09-01-2017 12 1 A 10 AB102 £10
09-01-2017 13 2 B 11 AB102 £8
...
18-01-2017 20 3 C 15 AA001 £12
So the purchase_id increases incrementally with each row, the product_id and product_name have a 1:1 relationship, the transaction_id also increases incrementally, but there can be multiple purchases within a transaction.
If your dataframes are to big you can use this trick.
Do a full cartisian product join of all records to all records:
df_out = pd.merge(df1.assign(key=1),df2.assign(key=1),on='key')
Next filter out those records that do not match criteria in this case, where purchased_at is not between week_start and week_end
(df_out.query('week_start < purchased_at < week_end')
.drop(['key','week_start','week_end'], axis=1))
Output:
purchased_at product_id cost week_no
0 2017-01-01 1 £10 1
3 2017-01-01 2 £8 1
7 2017-01-09 1 £10 2
11 2017-01-18 3 £12 3
If you do have large dataframes then you can use this numpy method as proposed by PiRSquared.
a = df1.purchased_at.values
bh = df2.week_end.values
bl = df2.week_start.values
i, j = np.where((a[:, None] >= bl) & (a[:, None] <= bh))
pd.DataFrame(
np.column_stack([df1.values[i], df2.values[j]]),
columns=df1.columns.append(df2.columns)
).drop(['week_start','week_end'],axis=1)
Output:
purchased_at product_id cost week_no
0 2017-01-01 00:00:00 1 £10 1
1 2017-01-01 00:00:00 2 £8 1
2 2017-01-09 00:00:00 1 £10 2
3 2017-01-18 00:00:00 3 £12 3
You could just use time.strftime() to extract the week number from the date. If you want to keep counting the weeks upwards, you need to define a "zero year" as the start of your time-series and offset the week_no accordingly:
import pandas as pd
data = {'purchased_at': ['01-01-2017', '01-01-2017', '09-01-2017', '18-01-2017'], 'product_id': [1,2,1,3], 'cost':['£10', '£8', '£10', '£12']}
df = pd.DataFrame(data, columns=['purchased_at', 'product_id', 'cost'])

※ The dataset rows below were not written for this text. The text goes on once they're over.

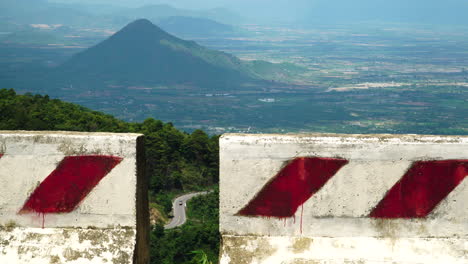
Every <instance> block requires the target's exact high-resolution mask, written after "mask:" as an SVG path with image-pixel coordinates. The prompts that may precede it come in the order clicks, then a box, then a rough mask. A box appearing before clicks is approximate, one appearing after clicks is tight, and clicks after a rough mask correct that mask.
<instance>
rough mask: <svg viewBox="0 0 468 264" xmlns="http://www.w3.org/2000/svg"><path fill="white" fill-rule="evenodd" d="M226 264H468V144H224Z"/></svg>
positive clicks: (459, 140)
mask: <svg viewBox="0 0 468 264" xmlns="http://www.w3.org/2000/svg"><path fill="white" fill-rule="evenodd" d="M220 173H221V174H220V232H221V234H222V248H221V253H220V254H221V261H220V263H222V264H226V263H231V264H234V263H268V264H274V263H425V264H427V263H434V264H436V263H437V264H438V263H460V264H461V263H468V202H467V201H468V180H466V179H465V178H466V176H467V175H468V137H457V136H417V135H398V136H396V135H395V136H391V135H333V134H331V135H329V134H313V135H241V134H227V135H224V136H222V137H221V139H220Z"/></svg>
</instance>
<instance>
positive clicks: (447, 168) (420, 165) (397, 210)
mask: <svg viewBox="0 0 468 264" xmlns="http://www.w3.org/2000/svg"><path fill="white" fill-rule="evenodd" d="M467 174H468V160H442V161H419V162H415V163H413V165H412V166H411V168H410V169H409V170H408V171H407V172H406V174H405V175H404V176H403V177H402V178H401V179H400V181H398V182H397V183H396V184H395V185H394V186H393V187H392V189H390V191H388V193H387V194H386V195H385V197H384V198H383V199H382V200H381V201H380V203H379V204H378V205H377V206H376V207H375V209H374V210H373V211H372V212H371V214H370V217H374V218H422V217H426V216H427V215H428V214H430V213H431V211H432V210H433V209H434V208H435V207H436V206H437V205H438V204H439V203H440V202H441V201H442V200H443V199H445V197H447V195H448V194H449V193H450V192H451V191H453V190H454V189H455V187H457V185H458V184H460V183H461V182H462V181H463V179H464V178H465V177H466V175H467Z"/></svg>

def getWeekNo(date, year0):
datetime = pd.to_datetime(date, dayfirst=True)
year = int(datetime.strftime('%Y'))
weekNo = int(datetime.strftime('%U'))
return weekNo + 52*(year-year0)
df['week_no'] = df.purchased_at.apply(lambda x: getWeekNo(x, 2017))
Here, I use pd.to_dateime() to convert the datestring from df into a datetime-object. strftime('%Y') returns the year and strftime('%U') the week (with the first week of a year starting on it's first Sunday. If weeks should start on Monday, use '%W' instead).
This way, you don't need to maintain a seperate DataFrame only for week numbers.